One of the most debated issues in contemporary history and social sciences is the nature of the systemic changes in Central and Eastern Europe after 1989. Was it a ”democratic“, ”liberal“, ”neoliberal“, or ”capitalist“ revolution? What enabled the speedy change in 1989/1990 from a generally “democratic revolution” towards “liberal hegemony” stressing representative democracy, privatization and the capitalist “market without adjectives”? How come the “neoliberal governance” scored such an overwhelming success in the former socialist countries in the 1990s? We are more and more aware of the fact that the existing framework of research, focusing on either the “end of the Cold War and Communist dictatorship” in 1989 or the “beginning of democracy and capitalism” in the same year, has to be revised in order to answer these questions.

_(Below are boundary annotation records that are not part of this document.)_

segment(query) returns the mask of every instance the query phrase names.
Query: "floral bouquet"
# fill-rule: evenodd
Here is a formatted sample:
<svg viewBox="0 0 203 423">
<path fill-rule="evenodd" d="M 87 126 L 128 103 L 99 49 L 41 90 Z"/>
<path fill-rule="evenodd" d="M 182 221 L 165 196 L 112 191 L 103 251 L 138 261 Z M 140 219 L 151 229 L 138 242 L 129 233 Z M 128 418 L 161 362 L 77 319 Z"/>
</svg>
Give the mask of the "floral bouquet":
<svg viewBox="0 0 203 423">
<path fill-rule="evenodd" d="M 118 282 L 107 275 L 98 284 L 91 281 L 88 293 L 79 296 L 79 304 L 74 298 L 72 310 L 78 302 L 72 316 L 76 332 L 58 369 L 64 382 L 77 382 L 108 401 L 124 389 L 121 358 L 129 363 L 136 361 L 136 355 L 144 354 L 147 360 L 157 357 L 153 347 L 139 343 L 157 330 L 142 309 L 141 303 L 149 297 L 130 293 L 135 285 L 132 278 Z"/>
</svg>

Generally, the “neoliberal governance” is defined through several major elements, namely: dominance of the market at the expense of labor regulations (trade unions, tripartite, etc.); long-term public spending cuts and deregulations; privatization as a major tool creating a crucial social layer of responsible owners; replacement of the concept of ”public welfare” as a major socio-cultural cohesion principle by that of ”individual responsibility” and ”individual initiative.” Conceived as such, these principles dovetail neatly with major transformation policies of new liberal or liberal conservative political elites (especially the ODS and the ODA) in Czechoslovakia or Czechia in the early 1990s. These policies were presented as a radical breakaway from the Communist past and a denial of all other potential ”third way” temptations. At the same time, however, these ways of thinking and neoliberal governance principles emerged in its essential elements from political and economic thought, mental patterns and cultural and social practices of the late socialism. The rise of technocratic and expert layers of the ”managerial socialism”, growing significance of the socialist corporate sector as a counterweight to state and party structures, individualization and atomization of social life during the ”normalization“ period, and parallel increase of the value of private and informal relationships and bonds of trust (“familiarity”) at the expense of public activism – all of them can be considered a precondition for the ways and means the societies and states in Central and Eastern Europe were governed after 1989.
Today, the most influential research field - above all in the domains of sociology, anthropology and political economy - conceptualizing the continuities between the late socialism and post-socialism can be subsumed under the so-called neoliberal hegemony thesis bringing in a new perspective on Eastern and Central Europe’s position in the global order as well as critical interpretation of how post-socialism works on a micro level producing post-socialist, neo-liberal subjects.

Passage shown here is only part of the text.